La Arrêt de la Chambre civile de la Cour suprême, nº 563/2018, de 10 Octobre, recueille le plus de la jurisprudence récente, indiquant ce qui suit:

"Dure 726/2016, de 12 Décembre, cité par le plus SSSS récents 222/2017, de 5 Avril, 542/2017, de 4 Octobre, et 323/2018 de 30 Mai, Il synthétise la jurisprudence relative à l'obligation de déclaration du risque réglementé dans l'art. 10 LCS comme un devoir de répondre ou de répondre à demander à l'assureur, sur lequel tombent les conséquences découlant de la soumission d'un questionnaire incomplet, ambiguë ou générique.

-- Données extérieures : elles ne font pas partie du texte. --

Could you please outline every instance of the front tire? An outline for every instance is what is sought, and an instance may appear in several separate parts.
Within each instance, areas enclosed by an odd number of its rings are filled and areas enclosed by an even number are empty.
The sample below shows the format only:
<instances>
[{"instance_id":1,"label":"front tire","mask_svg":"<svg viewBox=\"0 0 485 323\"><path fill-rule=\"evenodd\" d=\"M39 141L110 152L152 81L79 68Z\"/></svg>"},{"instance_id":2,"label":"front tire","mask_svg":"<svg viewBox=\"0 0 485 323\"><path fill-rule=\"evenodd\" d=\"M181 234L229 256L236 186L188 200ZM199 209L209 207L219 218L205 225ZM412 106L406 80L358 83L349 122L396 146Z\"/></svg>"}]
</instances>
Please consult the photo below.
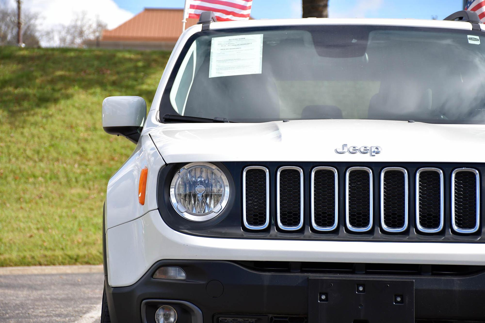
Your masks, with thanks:
<instances>
[{"instance_id":1,"label":"front tire","mask_svg":"<svg viewBox=\"0 0 485 323\"><path fill-rule=\"evenodd\" d=\"M103 288L103 301L101 306L101 323L111 323L110 311L108 308L108 299L106 298L106 288Z\"/></svg>"}]
</instances>

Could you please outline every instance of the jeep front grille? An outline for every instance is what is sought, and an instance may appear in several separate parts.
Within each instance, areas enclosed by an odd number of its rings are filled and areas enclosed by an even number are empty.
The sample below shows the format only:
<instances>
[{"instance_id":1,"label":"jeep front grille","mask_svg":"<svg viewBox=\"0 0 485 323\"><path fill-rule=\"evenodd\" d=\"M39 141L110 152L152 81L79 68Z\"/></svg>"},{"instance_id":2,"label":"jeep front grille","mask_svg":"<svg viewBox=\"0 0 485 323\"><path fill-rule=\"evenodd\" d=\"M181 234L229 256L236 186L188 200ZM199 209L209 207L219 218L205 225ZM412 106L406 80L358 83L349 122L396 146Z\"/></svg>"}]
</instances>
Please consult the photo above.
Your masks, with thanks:
<instances>
[{"instance_id":1,"label":"jeep front grille","mask_svg":"<svg viewBox=\"0 0 485 323\"><path fill-rule=\"evenodd\" d=\"M219 236L485 242L485 165L362 164L241 163L243 230Z\"/></svg>"},{"instance_id":2,"label":"jeep front grille","mask_svg":"<svg viewBox=\"0 0 485 323\"><path fill-rule=\"evenodd\" d=\"M276 218L283 230L294 231L303 225L303 171L284 166L276 174Z\"/></svg>"},{"instance_id":3,"label":"jeep front grille","mask_svg":"<svg viewBox=\"0 0 485 323\"><path fill-rule=\"evenodd\" d=\"M387 232L407 229L407 171L388 167L381 172L381 226Z\"/></svg>"},{"instance_id":4,"label":"jeep front grille","mask_svg":"<svg viewBox=\"0 0 485 323\"><path fill-rule=\"evenodd\" d=\"M416 173L416 227L421 232L434 233L443 229L443 171L437 168L421 168Z\"/></svg>"},{"instance_id":5,"label":"jeep front grille","mask_svg":"<svg viewBox=\"0 0 485 323\"><path fill-rule=\"evenodd\" d=\"M269 224L270 180L268 169L249 166L242 172L242 216L249 229L266 229Z\"/></svg>"},{"instance_id":6,"label":"jeep front grille","mask_svg":"<svg viewBox=\"0 0 485 323\"><path fill-rule=\"evenodd\" d=\"M452 173L452 225L460 233L476 232L479 227L480 175L471 168Z\"/></svg>"},{"instance_id":7,"label":"jeep front grille","mask_svg":"<svg viewBox=\"0 0 485 323\"><path fill-rule=\"evenodd\" d=\"M365 232L372 224L372 170L351 167L345 176L347 227L354 232Z\"/></svg>"}]
</instances>

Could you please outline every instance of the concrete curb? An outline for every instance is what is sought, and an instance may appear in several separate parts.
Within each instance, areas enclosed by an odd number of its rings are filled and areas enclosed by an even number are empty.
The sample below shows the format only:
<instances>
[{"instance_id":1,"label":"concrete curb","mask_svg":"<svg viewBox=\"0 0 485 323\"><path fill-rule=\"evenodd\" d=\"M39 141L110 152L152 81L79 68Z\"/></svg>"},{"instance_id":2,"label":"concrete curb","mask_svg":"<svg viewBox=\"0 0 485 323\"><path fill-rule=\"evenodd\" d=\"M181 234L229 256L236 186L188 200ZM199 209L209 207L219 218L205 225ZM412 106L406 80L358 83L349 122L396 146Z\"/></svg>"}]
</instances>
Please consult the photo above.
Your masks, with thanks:
<instances>
[{"instance_id":1,"label":"concrete curb","mask_svg":"<svg viewBox=\"0 0 485 323\"><path fill-rule=\"evenodd\" d=\"M14 275L45 275L48 274L85 274L102 273L103 265L73 266L30 266L0 267L0 276Z\"/></svg>"}]
</instances>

(...) La jurisprudence a précisé que « le preneur d'assurance ne peut justifier le manquement à l'obligation par le simple fait que le questionnaire a été rempli par le personnel de l'assureur ou entité agissant pour le compte de cette, car ce qui importe vraiment est que, par remblayés, on peut conclure que n'a pas été demandé à la police d'assurance pour que les informations pertinentes '.

En conséquence, l'allégation selon laquelle le questionnaire a été rempli par un employé du prêteur, intervention limitée par l'assuré à sa signature, hypothèse rend la question et empêche violé la doctrine considérer que le respect est invoquée, qui seraient violés que si elles donnent par certains faits qui n'ont pas été déclarés prouvé. En ce sens, régnèrent les STS 674/2014 [sic], de 4 Décembre, d'enfreindre la règle selon laquelle la doctrine de STS 31 Mai 1997, également cité par le demandeur maintenant, parce qu'il avait été renvoyé aux cas où « non connu du titulaire de l'assurance avait été effectivement demandé et avait été au courant des questions dans le questionnaire ».

(...) est jurisprudence constante que le questionnaire de l'art se réfère. 10 LCS ne doit pas être d'une forme particulière qui doit dépendre de son efficacité (SSSS 726/2016, de 12 Décembre, et 222/2017, de 5 Avril.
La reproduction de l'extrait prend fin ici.